L’acqua ai privati. Et voilà, in tempi di crisi economica e con la corruzione che dilaga, fa indubbiamente piacere sapere che è in arrivo un’altra stangata per le famiglie. E che stangata! Stando ai calcoli delle organizzazioni dei consumatori, scatteranno aumenti almeno del 40 per cento sulle bollette se l’acqua cesserà di essere pubblica. C’è poco da stare allegri. Dopo i ripetuti mal di pancia provocati dai periodici rincari di altri servizi e beni di prima necessità, si profila insomma un altro bel rospo da ingoiare. Forse il più indigesto di tutti. La protesta monta. A Macerata e nel resto della provincia cosa accadra? Speriamo bene.

Il fatto. Appena tre mesi fa (novembre 2009) la Camera, con i voti di Pdl e Lega – ha trasformato in legge un contrastato decreto del Governo che prevede la liberalizzazione di alcuni servizi pubblici locali, tra cui, appunto, la gestione delle risorse idriche. La notizia, però, è passata quasi sotto silenzio: nessun dibattito fra i partiti e solo frettolosi annunci sulla carta stampata (salvo qualche lodevole eccezione) e sui telegiornali nazionali, dove trovano ripetuta e ampia ospitalità le straordinarie esibizioni di Sua Altezza il principe Emanuele Filiberto che canta a Sanremo. Siamo in campagna elettorale e la <prudenza> è d’obbligo: bisogna infondere fiducia e ottimismo, le notizie scomode non portano voti. Tutto va ben, madama la marchesa.

Acqua più cara almeno del 40 per cento, dunque, e di qualità forse più scadente. <E’ il trionfo dell’affarismo, di questo passo privatizzeranno anche l’aria che respiriamo>, gridano Federconsumatori, Adusbef, Cittadinanzattiva e Codacons, che annunciano una imminente raccolta di firme per un eventuale referendum abrogativo della legge. <Il privato punta al profitto,  è la legge del mercato, ma l’acqua, come l’aria e come il sole, è un bene pubblico primario che appartiene ai cittadini e non una merce da trasferire nelle mani di multinazionali, società per azioni e lobby internazionali dedite al business più sfrenato>.
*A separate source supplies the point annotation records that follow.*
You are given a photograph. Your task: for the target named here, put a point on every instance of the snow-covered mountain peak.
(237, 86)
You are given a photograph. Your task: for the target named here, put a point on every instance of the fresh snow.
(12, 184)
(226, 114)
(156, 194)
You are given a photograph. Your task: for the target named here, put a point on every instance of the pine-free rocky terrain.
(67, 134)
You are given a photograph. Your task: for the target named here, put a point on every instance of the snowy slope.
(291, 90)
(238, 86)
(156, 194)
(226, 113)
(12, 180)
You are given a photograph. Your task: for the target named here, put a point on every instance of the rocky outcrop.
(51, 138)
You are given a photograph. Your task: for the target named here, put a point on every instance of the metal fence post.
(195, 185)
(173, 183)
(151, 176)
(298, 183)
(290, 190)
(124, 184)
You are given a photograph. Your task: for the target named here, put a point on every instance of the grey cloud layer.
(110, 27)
E’ vero che molti acquedotti in Italia sono dei colabrodo – sottolinea Fulco Pratesi, del Wwf – ma lo Stato non vi pone rimedio, delegando la “cura” ai privati. <Non ci sono i soldi? Siamo seri. Si impegnano montagne di euro per il ponte sullo Stretto che non è certo una priorità. Vaste aree del nostro Paese, non solo in Sicilia e in Calabria, stanno scomparendo, spazzate via da frane, terremoti, smottamenti e alluvioni. L’Italia va in pezzi, si reclama da più parti una politica che metta in sicurezza il territorio, ma non si fa niente. Si investe, però, sul ponte… Una follia!>.
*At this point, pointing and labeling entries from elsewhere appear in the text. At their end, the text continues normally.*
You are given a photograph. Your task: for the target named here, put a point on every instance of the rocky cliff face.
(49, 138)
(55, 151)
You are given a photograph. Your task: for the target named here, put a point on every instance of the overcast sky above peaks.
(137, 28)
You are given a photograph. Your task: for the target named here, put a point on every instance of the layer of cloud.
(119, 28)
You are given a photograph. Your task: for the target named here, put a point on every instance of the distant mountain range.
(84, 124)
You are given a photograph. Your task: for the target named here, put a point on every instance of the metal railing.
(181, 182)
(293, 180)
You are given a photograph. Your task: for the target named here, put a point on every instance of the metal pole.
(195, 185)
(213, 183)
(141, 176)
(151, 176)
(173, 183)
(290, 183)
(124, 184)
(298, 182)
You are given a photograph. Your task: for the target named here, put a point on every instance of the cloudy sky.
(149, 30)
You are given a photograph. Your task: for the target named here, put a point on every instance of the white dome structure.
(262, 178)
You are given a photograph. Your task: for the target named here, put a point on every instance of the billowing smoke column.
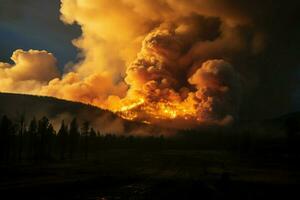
(162, 62)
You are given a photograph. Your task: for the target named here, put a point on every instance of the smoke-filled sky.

L’acqua, dunque. Esperienze maturate in altri Paesi possono aiutare a riflettere. In Francia, nel 1984, Jacques Chirac, allora sindaco di Parigi, decretò la sua privatizzazione. Identico provvedimento fu assunto in Inghilterra (1989) da Margaret Thatcher. In pochi anni prezzi raddoppiati e qualità del servizio peggiorata. Ora – informano le cronache – sia la Francia sia il governo di Londra hanno ingranato la retromarcia. L’acqua tornerà pubblica.
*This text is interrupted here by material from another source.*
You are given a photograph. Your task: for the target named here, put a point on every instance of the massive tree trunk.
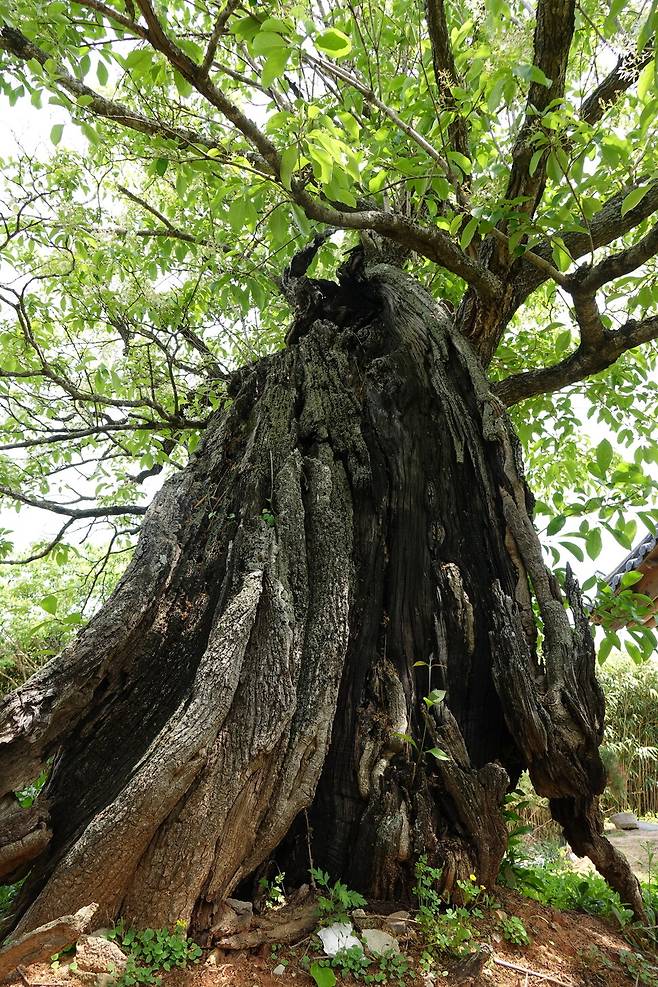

Cosa accadrà, allora, a Macerata e nel resto della provincia? La domanda è rivolta agli amministratori delle municipalità locali, dalla costa alla montagna. La gestione dell’acqua resterà pubblica o sarà ceduta ai privati? E cosa prevedono i programmi dei candidati sindaci in gara per la guida del Capoluogo? Acqua pubblica <sì> o <no>? La risposta sia possibilmente netta, affidata a questi due avverbi, di incontrovertibile chiarezza.